Ausgelöst wurde die Kontroverse - wie so oft - durch Oskar Lafontaine selbst. In einem Gastbeitrag für das Neue Deutschland stellte er die Behauptung auf: "Der Schlüssel für diese mangelnde Unterstützung [der Linkspartei - BIH] durch diejenigen, die sich am unteren Ende der Einkommensskala befinden, ist die verfehlte »Flüchtlingspolitik«. Dieser Vorwurf trifft nicht nur die LINKE, sondern alle bisher im Bundestag vertretenen Parteien, weil bei ihren Antworten auf die weltweite Flüchtlingsproblematik das Prinzip der sozialen Gerechtigkeit außer Kraft gesetzt wurde."

Inzwischen haben sich u.a. mit der stellvertretenden Parteivorsitzenden Janine Wissler, der Bundestagsabgeordneten Christine Buchholz, dem Jugendverbands-Sprecher Jakob Migenda, dem Berliner Staatssekretär Alexander Fischer und Gregor Gysi Vertreter/-innen unterschiedlichster Flügelzugehörigkeiten kritisch mit Lafontaine auseinandergesetzt (s.a. ND-Dossier). Diese Beiträge, die in ihrer Kritik von mir grundsätzlich geteilt werden, sollen hiermit um die Erkenntnisse der sozialstrukturellen Milieuforschung angereichert und erweitert werden.

Grundsätzlich festzuhalten ist, dass Oskar Lafontaines rhetorische Figur derjenigen "am unteren Ende der Einkommensskala", die sich wegen menschenrechtsorientierter Flüchtlingspolitik von der Linkspartei abgewendet hätten, eine unzulässige Vereinfachung darstellt.

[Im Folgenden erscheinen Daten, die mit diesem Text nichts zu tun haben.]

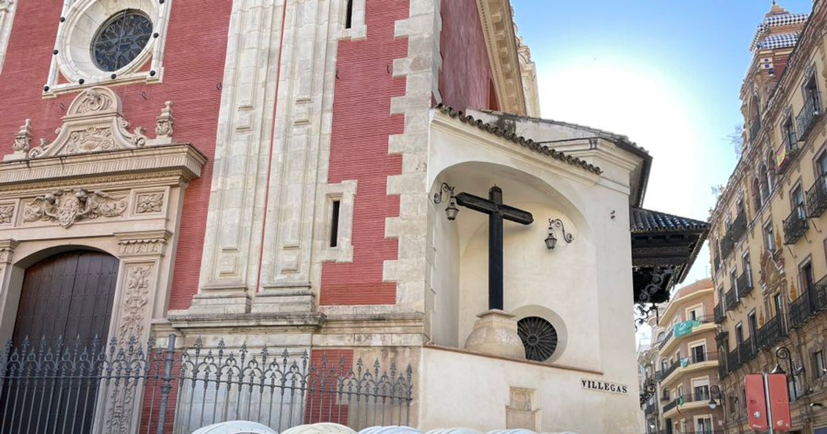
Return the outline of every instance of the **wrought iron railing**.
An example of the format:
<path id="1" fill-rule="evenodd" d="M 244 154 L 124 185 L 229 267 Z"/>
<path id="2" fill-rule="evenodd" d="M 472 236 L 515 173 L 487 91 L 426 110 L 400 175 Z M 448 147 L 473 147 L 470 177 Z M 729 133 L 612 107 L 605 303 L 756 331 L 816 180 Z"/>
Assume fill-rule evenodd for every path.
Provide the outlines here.
<path id="1" fill-rule="evenodd" d="M 761 131 L 761 117 L 756 115 L 753 118 L 753 122 L 749 124 L 749 142 L 755 143 L 755 141 L 758 137 L 758 132 Z"/>
<path id="2" fill-rule="evenodd" d="M 813 126 L 814 121 L 821 114 L 820 103 L 812 98 L 805 99 L 804 107 L 796 117 L 796 131 L 798 131 L 799 140 L 804 140 Z"/>
<path id="3" fill-rule="evenodd" d="M 735 289 L 727 291 L 724 294 L 724 299 L 726 301 L 726 310 L 734 310 L 738 304 L 738 294 L 735 293 Z"/>
<path id="4" fill-rule="evenodd" d="M 771 348 L 786 336 L 786 328 L 781 315 L 776 315 L 758 329 L 756 347 Z"/>
<path id="5" fill-rule="evenodd" d="M 726 235 L 721 237 L 719 246 L 721 250 L 721 257 L 726 259 L 729 257 L 729 254 L 732 253 L 732 250 L 735 248 L 735 240 L 733 240 L 729 232 L 727 231 Z"/>
<path id="6" fill-rule="evenodd" d="M 755 347 L 753 345 L 753 337 L 749 336 L 738 346 L 739 361 L 741 365 L 743 365 L 744 363 L 752 360 L 754 356 Z"/>
<path id="7" fill-rule="evenodd" d="M 646 408 L 643 409 L 643 414 L 657 414 L 657 402 L 654 401 L 652 403 L 648 403 L 646 404 Z"/>
<path id="8" fill-rule="evenodd" d="M 735 243 L 741 240 L 743 234 L 747 233 L 747 214 L 745 212 L 741 212 L 738 213 L 735 220 L 732 222 L 732 226 L 729 227 L 729 232 L 730 234 L 729 237 Z"/>
<path id="9" fill-rule="evenodd" d="M 807 215 L 820 217 L 827 211 L 827 174 L 821 174 L 807 190 Z"/>
<path id="10" fill-rule="evenodd" d="M 721 322 L 724 322 L 724 321 L 726 319 L 726 314 L 724 312 L 723 303 L 724 300 L 721 300 L 720 303 L 715 305 L 715 324 L 720 324 Z"/>
<path id="11" fill-rule="evenodd" d="M 753 292 L 753 276 L 749 275 L 749 270 L 744 269 L 741 275 L 738 276 L 738 297 L 743 298 Z"/>
<path id="12" fill-rule="evenodd" d="M 810 292 L 805 291 L 790 303 L 790 327 L 798 328 L 813 316 Z"/>
<path id="13" fill-rule="evenodd" d="M 804 205 L 794 207 L 790 215 L 784 219 L 784 244 L 796 244 L 809 228 Z"/>
<path id="14" fill-rule="evenodd" d="M 667 336 L 665 336 L 663 337 L 663 339 L 662 339 L 662 341 L 660 341 L 660 343 L 658 343 L 658 344 L 657 344 L 657 349 L 658 349 L 658 350 L 662 350 L 662 349 L 663 349 L 663 347 L 664 347 L 664 346 L 666 346 L 666 345 L 667 345 L 667 342 L 668 342 L 668 341 L 669 341 L 669 340 L 670 340 L 670 339 L 672 339 L 672 333 L 673 333 L 674 331 L 675 331 L 675 330 L 674 330 L 674 329 L 671 329 L 671 330 L 669 330 L 669 332 L 668 332 L 668 333 L 667 333 Z"/>
<path id="15" fill-rule="evenodd" d="M 735 372 L 740 366 L 741 359 L 738 348 L 735 348 L 726 355 L 726 370 L 729 373 Z"/>
<path id="16" fill-rule="evenodd" d="M 223 341 L 9 343 L 0 354 L 0 432 L 189 433 L 250 420 L 276 431 L 332 422 L 407 425 L 412 370 Z M 352 359 L 352 357 L 351 357 Z"/>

Selbst am unteren Ende der Einkommensskala bestimmen Habitus, verstanden als die Summe der inneren und äußeren Haltung eines Menschen, die sich in der „Ethik der alltäglichen Lebensführung“ abbildet, das praktische Handeln, bilden Gruppen mit ähnlichem Habitus und ähnlicher Alltagskultur Milieus, von denen jedoch politische Lager abzutrennen sind, die das Feld der ideologischen und politischen Abgrenzungen darstellen und einer eigenen Logik folgen.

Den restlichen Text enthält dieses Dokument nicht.